Het voorgaande leidt tot de slotsom dat [gedaagde] in elk geval het concurrentiebeding heeft overtreden. Salor heeft derhalve belang bij handhaving van dat beding, zodat het gevorderde gebod in zoverre zal worden toegewezen.
4.26.
Ten aanzien van de daarbij gevorderde dwangsom rijst de vraag of deze toewijsbaar is, nu op overtreding van het concurrentiebeding reeds een boete is gesteld. Gelet echter op het feit dat [gedaagde] ondanks die boete het concurrentiebeding heeft overtreden, heeft Salor er belang bij dat thans een dwangsom als (extra) prikkel tot nakoming aan het toe te wijzen gebod op dit punt wordt verbonden. De dwangsom zal redelijkerwijze tot de hierna te vermelden bedragen worden beperkt en zal tevens aan een maximum worden gebonden.
Ten aanzien van het gevorderde bedrag voor verbeurde boetes
4.27.
Op dit punt stelt de voorzieningenrechter voorop dat het hier gaat om een voorlopige voorziening. Voor toewijzing van een geldsom als voorlopige voorziening moet het in hoge mate waarschijnlijk zijn dat een gelijkluidende vordering in een te voeren bodemprocedure zal worden toegewezen. Voor het antwoord op de vraag of aan deze eis is voldaan, is het volgende van belang. Ten aanzien van de boetebedragen die zien op het relatiebeding moet de vordering worden afgewezen op de grond dat niet van overtreding van dat beding is gebleken.
4.28.
Gezien de voorgaande overwegingen betreffende de overtreding van het concurrentiebeding is in hoge mate waarschijnlijk te achten dat ook volgens het eventuele oordeel van de bodemrechter de overeengekomen boete is verbeurd, maar welk bedrag de bodemrechter daarvoor zal toewijzen, is thans nog niet duidelijk. [gedaagde] doet immers een beroep op matiging van het verbeurde boetebedrag en dit beroep op matiging kan niet onredelijk worden geacht, gezien alle omstandigheden van het geval, zodat de mogelijkheid bestaat dat de bodemrechter desgevraagd tot matiging van het verbeurde boetebedrag zal overgaan. Of, en zo ja, in hoeverre de bodemrechter dat boetebedrag dan zal matigen, kan thans niet worden ingeschat.
4.29.
Nu hieruit volgt dat niet is voldaan aan de onder 4.27 vermelde eis, zal de vordering op dit punt worden afgewezen
Ten aanzien van de gevorderde buitengerechtelijke kosten
4.30.
De voorzieningenrechter stelt vast dat op dit punt het Besluit vergoeding voor buitengerechtelijke incassokosten (hierna: het Besluit) van toepassing is, nu het verzuim na 1 juli 2012 is ingetreden. Gelet op de aanmaningsbrief van 15 september 2015 heeft Salor voldoende onderbouwd dat buitengerechtelijke incassowerkzaamheden zijn verricht. Nu echter geen geldbedragen worden toegewezen, kan aan de hand van de wettelijke staffel geen tarief voor de buitengerechtelijke werkzaamheden worden bepaald, zodat de vordering op dit punt zal worden afgewezen.

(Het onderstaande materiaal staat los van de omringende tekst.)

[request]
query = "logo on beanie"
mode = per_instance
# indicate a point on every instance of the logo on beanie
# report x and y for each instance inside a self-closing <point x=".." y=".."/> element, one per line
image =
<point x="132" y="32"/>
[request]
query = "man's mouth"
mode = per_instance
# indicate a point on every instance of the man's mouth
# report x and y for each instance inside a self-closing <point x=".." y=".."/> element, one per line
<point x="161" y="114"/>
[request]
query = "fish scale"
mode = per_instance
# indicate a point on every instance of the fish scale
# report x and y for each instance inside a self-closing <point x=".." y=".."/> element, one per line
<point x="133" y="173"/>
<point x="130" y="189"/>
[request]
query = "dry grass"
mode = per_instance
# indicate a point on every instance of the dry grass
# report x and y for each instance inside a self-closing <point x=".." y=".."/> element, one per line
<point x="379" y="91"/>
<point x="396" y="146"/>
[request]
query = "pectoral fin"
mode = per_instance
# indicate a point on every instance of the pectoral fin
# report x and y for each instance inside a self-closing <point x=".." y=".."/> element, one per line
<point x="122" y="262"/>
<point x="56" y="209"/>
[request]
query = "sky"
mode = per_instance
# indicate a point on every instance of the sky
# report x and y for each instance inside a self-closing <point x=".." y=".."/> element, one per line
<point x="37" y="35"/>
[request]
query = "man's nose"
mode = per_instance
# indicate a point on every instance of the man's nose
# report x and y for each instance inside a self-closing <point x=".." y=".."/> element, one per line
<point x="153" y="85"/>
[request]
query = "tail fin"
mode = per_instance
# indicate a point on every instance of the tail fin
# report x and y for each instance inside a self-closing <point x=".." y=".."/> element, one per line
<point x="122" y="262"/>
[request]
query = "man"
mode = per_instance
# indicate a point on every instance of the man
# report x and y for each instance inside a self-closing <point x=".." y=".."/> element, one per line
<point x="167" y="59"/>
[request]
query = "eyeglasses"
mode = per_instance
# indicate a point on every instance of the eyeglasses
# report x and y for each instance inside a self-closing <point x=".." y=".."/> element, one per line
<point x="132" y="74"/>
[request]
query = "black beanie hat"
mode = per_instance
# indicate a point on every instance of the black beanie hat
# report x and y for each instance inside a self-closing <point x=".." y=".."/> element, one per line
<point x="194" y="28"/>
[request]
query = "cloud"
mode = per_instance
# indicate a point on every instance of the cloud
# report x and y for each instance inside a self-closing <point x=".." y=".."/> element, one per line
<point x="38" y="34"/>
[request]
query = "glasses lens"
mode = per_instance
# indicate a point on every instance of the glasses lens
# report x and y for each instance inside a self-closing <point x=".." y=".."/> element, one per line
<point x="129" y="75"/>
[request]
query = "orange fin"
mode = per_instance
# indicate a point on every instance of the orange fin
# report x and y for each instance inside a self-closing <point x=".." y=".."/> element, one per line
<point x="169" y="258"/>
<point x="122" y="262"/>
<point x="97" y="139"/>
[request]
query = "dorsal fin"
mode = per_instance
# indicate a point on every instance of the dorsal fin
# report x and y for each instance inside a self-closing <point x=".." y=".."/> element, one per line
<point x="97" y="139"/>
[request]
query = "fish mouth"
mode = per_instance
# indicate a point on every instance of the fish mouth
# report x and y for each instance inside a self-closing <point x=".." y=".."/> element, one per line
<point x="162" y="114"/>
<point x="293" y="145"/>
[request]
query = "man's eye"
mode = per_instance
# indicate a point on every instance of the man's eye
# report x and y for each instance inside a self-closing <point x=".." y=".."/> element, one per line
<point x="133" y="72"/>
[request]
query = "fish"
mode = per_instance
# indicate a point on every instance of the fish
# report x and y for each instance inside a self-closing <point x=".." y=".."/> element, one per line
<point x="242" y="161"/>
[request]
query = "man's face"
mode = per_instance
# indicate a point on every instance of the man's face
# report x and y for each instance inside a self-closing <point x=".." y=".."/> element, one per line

Ten aanzien van de uitvoerbaarheid bij voorraad
4.31.
Nu uit het voorgaande volgt dat een deel van de vordering zal worden toegewezen, komt aan de orde dat [gedaagde] voor dat geval heeft verzocht daaraan geen uitvoerbaarheid bij voorraad te verbinden.
4.32.
Naar het oordeel van de voorzieningenrechter heeft [gedaagde] bij dit verzoek thans onvoldoende belang, zodat aan dat verzoek niet zal worden voldaan. Immers, volgens [gedaagde] zou toewijzing van de vordering voor haar uiterst ingrijpende gevolgen meebrengen, maar dat geval doet zich niet zonder meer voor, nu het toe te wijzen deel van de vordering alleen het staken van concurrerende activiteiten betreft, waartoe [gedaagde] reeds sinds de totstandkoming van de Koopovereenkomst verplicht was en zijzelf de verbeurte van de thans op te leggen dwangsom in de hand heeft.
Ten aanzien van de proceskosten
4.33.
Nu uit het voorgaande volgt dat de vordering betreffende het staken van concurrerende activiteiten zal worden toegewezen, maar de vordering voor het overige zal worden afgewezen, is ieder van partijen als voor een deel in het ongelijk gesteld te beschouwen. De proceskosten zullen om die reden op de hierna te vermelden wijze tussen hen worden gecompenseerd.

5.De beslissing

De voorzieningenrechter
5.1.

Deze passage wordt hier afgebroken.